I had cancer spread to seminal vessels, nerves, and bladder neck.  I went with surgery because, hopefully, you know that part is gone.  Radiation seems to me to bE necessary in certain insTances.  Not sure what to say.  Do you know if the cancer has spread?  Radiation to prostate will cause problems later.  HT is something else again.  It will screw you up.  Side effects just depend on you.  Sorry, but have nothing good to say.  This might be just me.  Everyone is different. 

PI do know if yOu go with radiation you can not do it again.  If you can determine exactly wherethe cancer has spread it would really help.  Should it havE spread to seminal vessels, or nerves I would go with RP.  Nothing to lose.  Then you can go with round two.  Usually radiation, and then, if warranted, HT.  

Worked for me, so far.  

Good luck,


VascodaGama's picture
Posts: 3319
Joined: Nov 2010



You may want to share more details on the diagnosis and status to get better opinions from the survivors here. Your description regarding the second “opinion/MR” is not clear. Was the diagnosis done with basis on the samples dissected from the inner parts of the prostate at the TURP operation or was there an additional/newer biopsy taken at other regions of the prostate?

In your previous thread (http://csn.cancer.org/node/254059) you commented on “clear CT and bone scans”. Have you done any other image study in higher resolution machines?

What is your doctor suggesting you to do?

The Gleason score of 7 with primary pattern 4 and a high PSA of 60 statuses set you at high risk for metastases. Choosing surgery may be OK but radiation may be wiser as a choice in the scenery you present. The "suspicious" pelvic node if found positive to cancer would certainly disqualify surgery as a means of curing treatment. IMRT is otherwise the way to choose when a case is diagnosed not contained but localized.

RT in all forms can be done with a combination of hormonal therapy which is recommended as a means to help the effect of primary therapy. The hormonal adds a 30% success rate to the benefits of a RT outcome. This is when done neoadjuvant to the administration of radiation because it sensitizes the cell’s receptors to better absorb the Grays. Typically the protocol includes an adjuvant portion of HT which varies with the aggressiveness of the case, being two years the maximum recommended but in my lay opinion one year on HT works as well in the context for a better outcome of the radiation treatment.
Surely you can choose to have RT alone and latter start HT if recurrence becomes apparent. This is in fact the typical Sequential treatment used all over the world.

All treatments involve risks and side effects which you should be aware of. RT is not recommended in patients with an history of ulcerative colitis. It will be difficult for you to find a RO to administer RT if you surfer or have shown any symptoms from colitis.

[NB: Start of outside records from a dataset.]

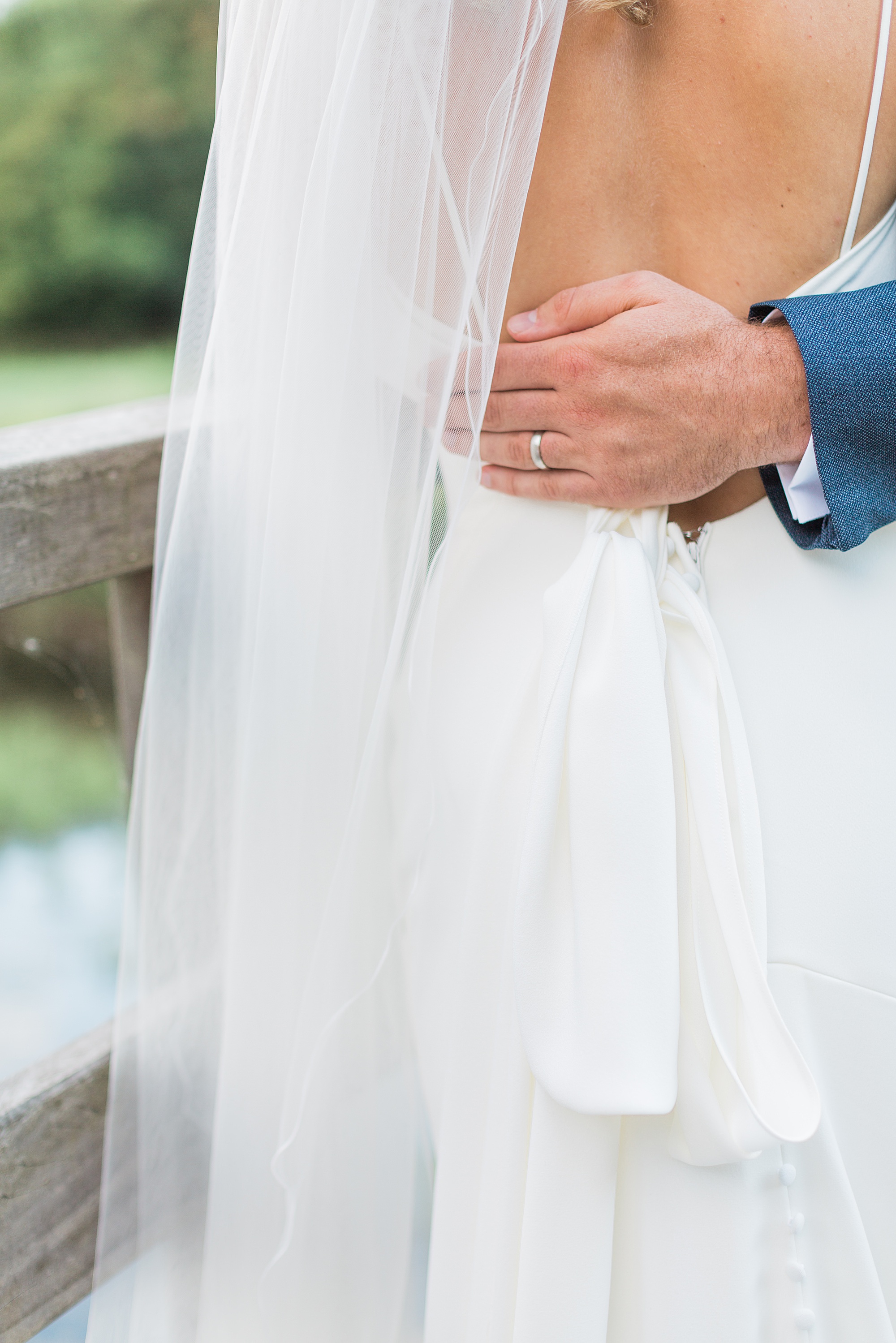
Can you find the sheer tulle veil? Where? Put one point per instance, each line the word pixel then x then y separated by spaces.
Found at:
pixel 268 1166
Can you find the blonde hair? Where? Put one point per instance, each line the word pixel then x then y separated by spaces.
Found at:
pixel 637 11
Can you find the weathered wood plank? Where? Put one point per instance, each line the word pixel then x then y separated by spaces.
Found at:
pixel 52 1126
pixel 129 605
pixel 78 499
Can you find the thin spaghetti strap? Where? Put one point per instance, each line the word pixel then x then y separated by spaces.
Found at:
pixel 859 195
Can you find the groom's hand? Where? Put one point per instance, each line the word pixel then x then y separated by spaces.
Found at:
pixel 644 394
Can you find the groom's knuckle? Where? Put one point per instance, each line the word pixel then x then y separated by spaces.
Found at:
pixel 573 363
pixel 492 418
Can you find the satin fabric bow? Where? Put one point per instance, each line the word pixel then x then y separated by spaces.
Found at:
pixel 640 926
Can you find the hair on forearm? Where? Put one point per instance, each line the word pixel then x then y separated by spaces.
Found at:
pixel 636 11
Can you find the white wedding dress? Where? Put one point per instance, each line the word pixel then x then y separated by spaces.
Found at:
pixel 663 1108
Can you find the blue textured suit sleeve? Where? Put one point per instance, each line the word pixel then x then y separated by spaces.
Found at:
pixel 848 343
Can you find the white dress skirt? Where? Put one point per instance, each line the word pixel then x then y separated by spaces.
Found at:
pixel 652 956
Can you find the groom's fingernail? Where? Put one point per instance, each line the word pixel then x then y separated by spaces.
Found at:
pixel 523 322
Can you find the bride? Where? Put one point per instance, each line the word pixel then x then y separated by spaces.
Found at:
pixel 509 949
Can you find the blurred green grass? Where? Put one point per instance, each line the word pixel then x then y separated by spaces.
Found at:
pixel 60 761
pixel 35 384
pixel 54 774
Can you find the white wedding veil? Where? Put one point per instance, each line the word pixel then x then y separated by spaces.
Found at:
pixel 268 1167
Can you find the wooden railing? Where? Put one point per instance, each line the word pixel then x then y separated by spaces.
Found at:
pixel 77 505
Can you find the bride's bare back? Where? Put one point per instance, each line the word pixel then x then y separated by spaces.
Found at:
pixel 718 147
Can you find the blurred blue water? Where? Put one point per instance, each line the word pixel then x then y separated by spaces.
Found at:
pixel 69 1329
pixel 60 925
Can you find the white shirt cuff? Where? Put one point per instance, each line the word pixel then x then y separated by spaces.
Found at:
pixel 802 486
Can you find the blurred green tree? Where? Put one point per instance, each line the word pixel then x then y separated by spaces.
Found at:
pixel 107 109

In another way, you should be certain that you have no such problems and going for a colonoscopy is recommended. The hormonal component got is effects too but they are mild to the majority of us.
Hypogonadism can be fought with a series of tactics, fitness and diet changing.

I recommend you to read the book of Dr. Myers; “Beating Prostate Cancer: Hormonal Therapy & Diet”.

Physical fitness programs and proper nutrition are important when dealing with prostate cancer. UCSF got a publication on Nutrition & Prostate Cancer, which copy I highly recommend you to get.



I wish you luck in your journey.

VGama  Wink

Posts: 21
Joined: Feb 2013

Thanks for the replies- you guys are a great help.  As I mentioned in a previous post, I seem to have been an anomaly from the get-go:  Very high PSA with 5 negative saturation needle biopsies, clear CT/bone scans, small centralized PC finally discovered by TURP biopsy.  50/50 decision on whether to do RP or RT, so I got 2nd opinion/MR guided biopsy from UCSF.  MR image report noted concern about possible extension into stroma and suspicious pelvic nodes, but pathology report only found 2/4 positive G4+3 slides with no perineural invasion or extraprostatic tumor.

I was initially disinclined towards surgery due to incontinence side effects, but long term rectal and other side effects from RT scare the hell out of me.  Adding HT as a wild card leaves me even more perplexed.  I can deal with the PC, but the thought of (self-inflicetd) damage from my treatment decision really wigs me out.